Etched in Sand is a memoir that I’ve recommended again and again. I was excited to be able to learn more about this family of kids who survived so much. I went back to my review of Etched in Sand to remind myself why this one was so memorable. Here’s a chunk from that review, posted because it speaks to the honest of Calterra’s writing, and this all goes for Girl Unbroken as well:
This story is riveting. The writing is fluid and captivating. Calcaterra tells some stories in flashback form, but it always serves to better the story and is never confusing or out of place. She tells about emotional and physical abuse, the uncertainty of not knowing her father, homelessness, good and bad experiences within the foster system. But even in the midst of that, she offers glimmers of hope as she trumpets the support and love that she and her siblings had for one another, the help that the community offered them, and the encouragement from teachers and others that helped her keep moving forward. (Read my whole whole review HERE)
Even though this is a sequel, it stand completely alone. The type of mother Cookie is and the abuse suffered as well as the reasons why (there’s never a good reason), is explained here without the background of the book. Rosie and Norm, the two youngest children, were taken away from their older sisters, who were more like mothers. This is Rosie’s story from that time over the next 10 years, the foster homes, the moving around, the abuse, the hunger, the fear.

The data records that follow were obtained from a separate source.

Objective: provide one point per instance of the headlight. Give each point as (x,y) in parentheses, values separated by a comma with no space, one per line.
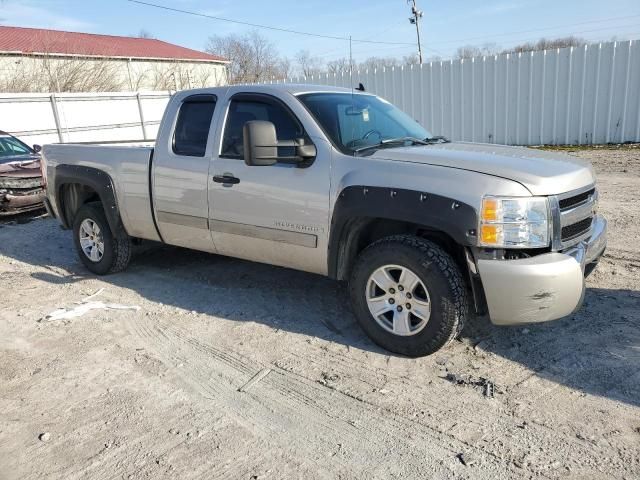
(514,222)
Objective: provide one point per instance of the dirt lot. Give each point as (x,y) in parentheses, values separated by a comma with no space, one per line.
(237,370)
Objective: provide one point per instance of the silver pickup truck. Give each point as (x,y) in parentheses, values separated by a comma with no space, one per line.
(342,183)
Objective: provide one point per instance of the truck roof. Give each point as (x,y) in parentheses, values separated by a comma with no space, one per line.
(292,88)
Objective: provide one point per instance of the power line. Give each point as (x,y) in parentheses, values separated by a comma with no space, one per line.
(267,27)
(506,34)
(414,20)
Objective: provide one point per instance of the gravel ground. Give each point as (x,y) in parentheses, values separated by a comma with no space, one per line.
(238,370)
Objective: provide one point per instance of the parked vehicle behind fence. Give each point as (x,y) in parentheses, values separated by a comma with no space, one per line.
(342,183)
(21,184)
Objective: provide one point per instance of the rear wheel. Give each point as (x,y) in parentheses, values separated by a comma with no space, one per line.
(97,247)
(408,295)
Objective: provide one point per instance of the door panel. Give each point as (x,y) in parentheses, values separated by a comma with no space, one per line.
(277,214)
(181,174)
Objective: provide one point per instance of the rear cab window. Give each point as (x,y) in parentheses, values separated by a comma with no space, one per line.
(193,125)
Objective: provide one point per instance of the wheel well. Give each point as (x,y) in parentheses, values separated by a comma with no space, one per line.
(73,196)
(362,232)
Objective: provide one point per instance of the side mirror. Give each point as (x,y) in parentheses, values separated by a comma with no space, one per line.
(260,143)
(261,146)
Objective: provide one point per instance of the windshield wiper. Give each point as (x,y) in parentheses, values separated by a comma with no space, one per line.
(393,141)
(437,139)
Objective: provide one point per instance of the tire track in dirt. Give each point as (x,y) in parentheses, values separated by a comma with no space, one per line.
(308,418)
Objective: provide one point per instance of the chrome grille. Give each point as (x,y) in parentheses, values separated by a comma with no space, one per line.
(566,203)
(577,229)
(573,214)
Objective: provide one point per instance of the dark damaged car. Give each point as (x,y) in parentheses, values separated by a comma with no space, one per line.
(21,181)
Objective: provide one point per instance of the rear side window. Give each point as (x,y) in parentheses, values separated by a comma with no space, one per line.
(193,125)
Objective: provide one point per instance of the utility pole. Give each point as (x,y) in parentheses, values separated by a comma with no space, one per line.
(416,15)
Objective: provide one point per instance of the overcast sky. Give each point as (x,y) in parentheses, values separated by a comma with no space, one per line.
(446,25)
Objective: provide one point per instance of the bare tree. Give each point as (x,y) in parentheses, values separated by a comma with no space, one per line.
(340,65)
(308,64)
(377,63)
(547,44)
(253,58)
(470,51)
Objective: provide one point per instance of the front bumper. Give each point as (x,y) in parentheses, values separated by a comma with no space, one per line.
(541,288)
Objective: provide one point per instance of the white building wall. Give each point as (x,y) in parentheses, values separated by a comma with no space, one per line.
(27,73)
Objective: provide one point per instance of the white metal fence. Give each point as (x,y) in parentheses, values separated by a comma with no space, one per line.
(586,95)
(82,117)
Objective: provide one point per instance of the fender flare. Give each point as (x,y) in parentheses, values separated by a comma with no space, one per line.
(359,204)
(99,181)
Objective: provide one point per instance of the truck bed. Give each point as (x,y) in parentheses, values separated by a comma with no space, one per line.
(128,165)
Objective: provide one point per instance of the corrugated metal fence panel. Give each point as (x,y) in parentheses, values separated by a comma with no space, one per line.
(71,117)
(583,95)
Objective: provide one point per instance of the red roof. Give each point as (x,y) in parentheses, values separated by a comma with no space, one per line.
(35,40)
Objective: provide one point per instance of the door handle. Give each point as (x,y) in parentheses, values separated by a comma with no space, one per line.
(226,179)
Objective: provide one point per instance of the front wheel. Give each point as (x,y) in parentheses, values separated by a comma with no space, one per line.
(408,295)
(99,250)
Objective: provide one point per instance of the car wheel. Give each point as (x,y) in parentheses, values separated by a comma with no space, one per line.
(408,295)
(97,247)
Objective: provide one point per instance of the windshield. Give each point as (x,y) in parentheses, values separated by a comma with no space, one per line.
(354,122)
(10,146)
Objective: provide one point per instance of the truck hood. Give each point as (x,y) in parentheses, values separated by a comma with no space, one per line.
(541,172)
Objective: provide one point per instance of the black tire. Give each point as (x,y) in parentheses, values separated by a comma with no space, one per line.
(439,274)
(117,251)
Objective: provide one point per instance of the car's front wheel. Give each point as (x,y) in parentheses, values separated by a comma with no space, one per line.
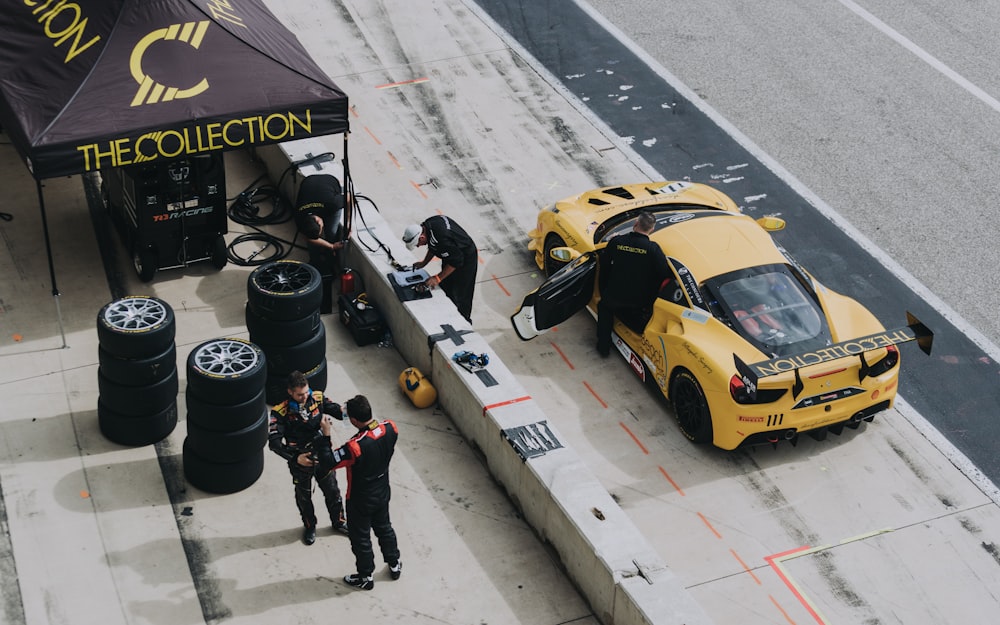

I want to reread Etched in Sand, because I vaguely remember Rosie and the interactions being mentioned, but as Regina says in the intro to the book, she did not want to disclose Rosie’s story until she was ready to share it, so I think that knowing the background of this story — what was truly going on with Rosie — would illuminate Regina’s discourse about them being separated as she told her own story.
This happened in the 70’s and early 80’s (I believe that Rosie is in her early 40’s now), and I have to hope that things are different now, as far as DCFS turning a blind eye to abuse from parents and foster families. Reading this kind of book opens my eyes and heart to kids who I do know are hungry or overlooked or emotionally or physically abused. It’s a hard story to read, but knowing that they survived in spite of so many hardships growing up makes it a story of hope.
I give both of these books my highest recommendation. You can read either one first, but I think I would have liked these details as I read about Gi trying to find or help or visit Rosie all those years.